Seemed like the decent thing to do

Seattle Mariners v Minnesota Twins
life/baseball is pain
Photo by Hannah Foslien/Getty Images

Ariel Miranda did not have a fun day today.

He struggled mightily, throwing 64 pitches just to get through the first two innings. And that was before he gave up a SECOND home run of the day to Chris Gimenez in the third inning as some kind of karma offering to the baseball god of position player pitching (we’ll call him Triple P), who was starving for satisfaction. Too long have we pointed and laughed at the hapless backup catcher or bench infielder who has been forced into the the unenviable position of pitching baseballs in a Major League Baseball game despite that not being their chosen specialty. Triple P was fed up after his favorite son, Chris Gimenez, had been cruelly forced to pitch twice against these Mariners in two different blowout losses. Triple P demanded at least two sacrifices. Miranda was powerless. Triple P also decided to be a real dick and make the Mariners outfielders lose two fly balls in the sun.

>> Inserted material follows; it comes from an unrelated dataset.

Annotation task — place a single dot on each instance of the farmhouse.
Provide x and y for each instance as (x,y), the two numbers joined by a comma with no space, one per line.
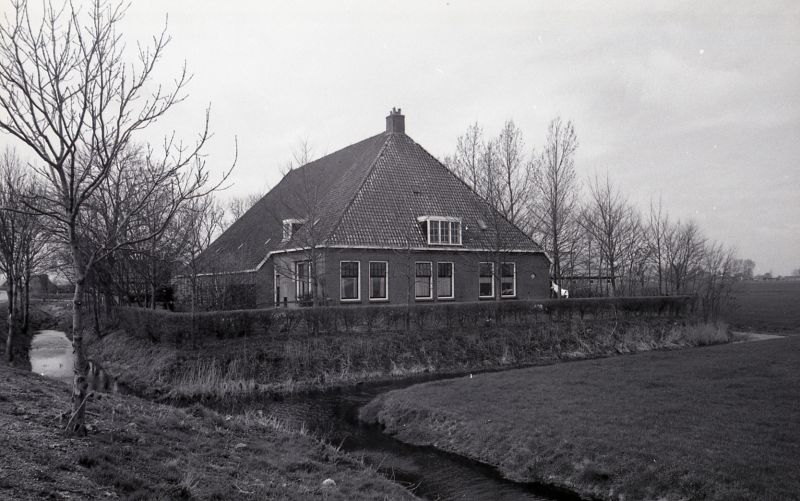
(380,221)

But, to his credit, Miranda managed to get through four innings at least before turning it over to newly designated long reliever and old, boring friend Chase De Jong. De Jong actually did his part to save the Mariners bullpen and finished out the game without giving up another run. Good on ya, Chase. Your reward is a trip back to Tacoma. Tough break.

Let’s see, what else happened? Oh yeah, this was shitty.

Look at pitch number six out there, hanging out there on the ragged edge. It wanted so badly to be a strike that umpire Shane Livensparger (real name) took pity on it and granted that ball its one wish, much to the chagrin of Nelson Cruz.

Moving on, Byron Buxton almost died in the seventh inning trying to live up to his new title of Best Centerfielder in Baseball Who Never Lets Any Balls Drop (shhhh, grow up).

The Mariners did manage to plate two runs thanks to RBI singles from Ben Gamel, who just refuses to stop hitting, and Robinson Cano. But, Jose Berrios was on his game today and the early deficit and free flying dingers proved too much to overcome.

On that note, the juiced ball theories are really starting to drive me a little nuts. It’s getting harder and harder to ignore the increase in home runs, both the quantity and the types of hitters hitting them. If the construction of the balls has changed, why can’t they just tell us? What’s the big deal? Home runs are fun and I have zero problem with them, but it would be nice to know how much stock to put in them when certain players hit them. Every damn stadium is starting to play like a bandbox a la new Yankee Stadium. When Target Field opened, only Jim Thome could hit home runs there (ed. note: this is a lie). Now Eduardo Escobar, Eddie Rosario and even noodle-armed Byron Buxton are hitting ball out with aplomb. We’ve seen the increase first-hand at Safeco Field, which is no longer the pitcher’s paradise it once was (also due to the moved-in fences since 2013).

But, I digress. This was a big ol’ shrug of a getaway baseball game that was mercifully over in under 3 hours. This team can’t get over the .500 hump to save their lives at the moment. Onto Texas they go, where the Rangers have recently leapfrogged the Mariners in the standings.